Evidence for Ease

As a practitioner and therefore an occasional ‘seller’ of Thinking Environment coaching or facilitation, how often do you get asked by a possible client ‘is there any evidence for how or why this works – how can you prove it?’

It’s not my favourite question. It tends to suck us both down a rabbit hole of explanation and counter-questioning, almost of justification, that is less than satisfactory to both parties. I know (from years of this) that many people who start from a position of scepticism will actually become the most enthusiastic advocates of this way of being – and I also know that that is most probably going to happen through their direct experience of the 10 Components, not through listening to me.

FYI there is a long list of case studies and other evidence-based writing on the Time to Think website to offer, some of which is helpful – and it’s a perfect example of Information as a component too, since I know that simply absorbing the right story or piece of research is going to help this new client to understand this better, and then to make the choice to work with me.

Research

Last week on LinkedIn I reposted a piece from Josh Hammond that summarised some significant brain-based research from Microsoft and included the colourful illustration above. People have responded with so much interest it’s encouraged me to go looking for the original Microsoft research. I really recommend that you read it, it adds so much dimension.
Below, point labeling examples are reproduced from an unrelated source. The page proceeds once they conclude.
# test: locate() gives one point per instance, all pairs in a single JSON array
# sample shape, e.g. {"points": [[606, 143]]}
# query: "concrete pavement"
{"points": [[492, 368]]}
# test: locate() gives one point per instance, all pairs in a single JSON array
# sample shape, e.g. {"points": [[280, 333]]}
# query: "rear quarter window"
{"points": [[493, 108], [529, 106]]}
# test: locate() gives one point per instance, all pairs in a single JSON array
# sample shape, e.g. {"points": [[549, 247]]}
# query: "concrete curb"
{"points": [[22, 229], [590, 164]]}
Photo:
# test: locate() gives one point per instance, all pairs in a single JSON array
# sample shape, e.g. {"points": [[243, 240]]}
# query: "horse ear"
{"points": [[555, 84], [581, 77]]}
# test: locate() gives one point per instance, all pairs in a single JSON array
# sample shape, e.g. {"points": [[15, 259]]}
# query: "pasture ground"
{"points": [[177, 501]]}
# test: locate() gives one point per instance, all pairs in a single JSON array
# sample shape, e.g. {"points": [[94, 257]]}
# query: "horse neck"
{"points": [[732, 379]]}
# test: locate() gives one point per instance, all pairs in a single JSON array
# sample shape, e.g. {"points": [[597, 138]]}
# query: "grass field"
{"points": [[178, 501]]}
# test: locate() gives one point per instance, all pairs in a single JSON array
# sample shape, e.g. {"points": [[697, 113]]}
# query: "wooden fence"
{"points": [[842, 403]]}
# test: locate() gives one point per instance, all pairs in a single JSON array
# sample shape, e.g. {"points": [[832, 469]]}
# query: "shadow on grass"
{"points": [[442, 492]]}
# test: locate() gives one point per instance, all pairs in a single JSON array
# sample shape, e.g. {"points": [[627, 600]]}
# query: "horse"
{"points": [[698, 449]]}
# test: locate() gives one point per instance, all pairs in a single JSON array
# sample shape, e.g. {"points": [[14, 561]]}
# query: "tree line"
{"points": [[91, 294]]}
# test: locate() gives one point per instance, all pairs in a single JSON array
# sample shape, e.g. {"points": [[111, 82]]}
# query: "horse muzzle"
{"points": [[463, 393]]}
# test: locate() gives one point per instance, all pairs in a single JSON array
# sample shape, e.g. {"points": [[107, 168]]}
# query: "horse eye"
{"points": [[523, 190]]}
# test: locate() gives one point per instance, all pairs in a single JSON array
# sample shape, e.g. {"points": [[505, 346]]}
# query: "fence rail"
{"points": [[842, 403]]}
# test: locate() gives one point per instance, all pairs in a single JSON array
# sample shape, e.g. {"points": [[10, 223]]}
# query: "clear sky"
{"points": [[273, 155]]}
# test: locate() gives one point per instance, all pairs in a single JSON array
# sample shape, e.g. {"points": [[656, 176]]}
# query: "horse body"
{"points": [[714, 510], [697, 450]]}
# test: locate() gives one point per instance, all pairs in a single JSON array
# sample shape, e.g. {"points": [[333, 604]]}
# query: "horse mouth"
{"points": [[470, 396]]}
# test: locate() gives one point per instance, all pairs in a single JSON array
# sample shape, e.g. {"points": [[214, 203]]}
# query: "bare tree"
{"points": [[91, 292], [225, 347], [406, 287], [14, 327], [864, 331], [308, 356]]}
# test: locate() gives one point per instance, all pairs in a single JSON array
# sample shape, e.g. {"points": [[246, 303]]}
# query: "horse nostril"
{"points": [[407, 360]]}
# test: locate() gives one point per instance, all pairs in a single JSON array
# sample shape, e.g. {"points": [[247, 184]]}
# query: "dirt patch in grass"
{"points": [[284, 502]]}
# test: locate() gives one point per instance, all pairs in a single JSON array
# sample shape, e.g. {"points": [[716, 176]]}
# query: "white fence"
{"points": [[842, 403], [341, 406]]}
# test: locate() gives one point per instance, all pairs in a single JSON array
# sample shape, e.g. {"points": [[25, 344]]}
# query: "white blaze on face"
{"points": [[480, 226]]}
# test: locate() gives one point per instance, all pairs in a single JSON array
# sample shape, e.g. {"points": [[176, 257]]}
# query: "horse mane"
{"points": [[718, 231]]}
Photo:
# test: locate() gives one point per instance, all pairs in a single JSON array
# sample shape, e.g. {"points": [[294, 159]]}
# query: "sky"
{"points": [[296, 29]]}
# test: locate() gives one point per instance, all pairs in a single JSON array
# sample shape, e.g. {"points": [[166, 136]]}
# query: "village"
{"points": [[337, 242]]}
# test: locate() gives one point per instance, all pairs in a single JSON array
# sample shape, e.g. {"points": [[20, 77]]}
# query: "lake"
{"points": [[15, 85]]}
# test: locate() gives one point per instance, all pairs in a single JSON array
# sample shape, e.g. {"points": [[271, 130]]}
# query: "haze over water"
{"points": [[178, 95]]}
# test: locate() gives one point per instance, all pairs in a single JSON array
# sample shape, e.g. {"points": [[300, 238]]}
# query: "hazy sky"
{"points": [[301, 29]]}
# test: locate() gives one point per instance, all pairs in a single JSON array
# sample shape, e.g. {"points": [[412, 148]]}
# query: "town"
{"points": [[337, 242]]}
As you’ll see 14 people were involved and everyone went through the same meetings experiences online, in sequences of 30 mins. A key point to note is that when the group stopped at 30 minutes for a 10 minute break, they didn’t just stop, they then spent 10 minutes meditating using the Headspace app.

“Our research shows breaks are important, not just to make us less exhausted by the end of the day, but to actually improve our ability to focus and engage while in those meetings,” says Michael Bohan, senior director of Microsoft’s Human Factors Engineering group, who oversaw the project.

“What makes this study so powerful and relatable is that we’re effectively visualizing for people what they experience phenomenologically inside,” Bohan says. “It’s not an abstraction—quite the opposite. It’s a scientific expression of the stress and fatigue people feel during back-to-backs.”

It’s a small study, and of course (my own inner cynic having a go!) it was done to back up Microsoft’s own product marketing. And it’s also timely and accurate research that demonstrates visually something we all know and feel instinctively.

Ease

Which is that in order to think well and clearly we need deliberately to make space for our minds to relax: we need to notice and cultivate Ease.

Which has to mean ‘discarding internal urgency’. Internal urgency stimulates cortisol and adrenalin, exactly as described and illustrated in this research (some really beautiful imaging here) and stops us from thinking well, or even from thinking at all.

When we introduce even 3 or 4 of the Components of the Thinking Environment (Attention, Ease, Equality, Appreciation) and use Rounds in a meeting, when we begin and end with what is going well, we are offering exactly what each mind needs in order to reduce stress and gain ease in the moment.

Benefit

This research points out what we all know and feel internally: the fact that we can be online end to end throughout the day does not mean that we should be, and becoming exact about beginnings, endings, timings and agendas could be a gamechanger, even for the most sceptical. It aligns exactly with other recent physiological discoveries of great benefit, such as Polyvagal Theory, and the Thinking Environment conveniently offers us both the theoretical findings and the practical processes that will reliably bring us into the calm blue spaces of this illustration. What is not to love?!

Do you agree? How would you use this research to win over the sceptics – and what else have you found that supports understanding of this remarkable way of being – do let me know.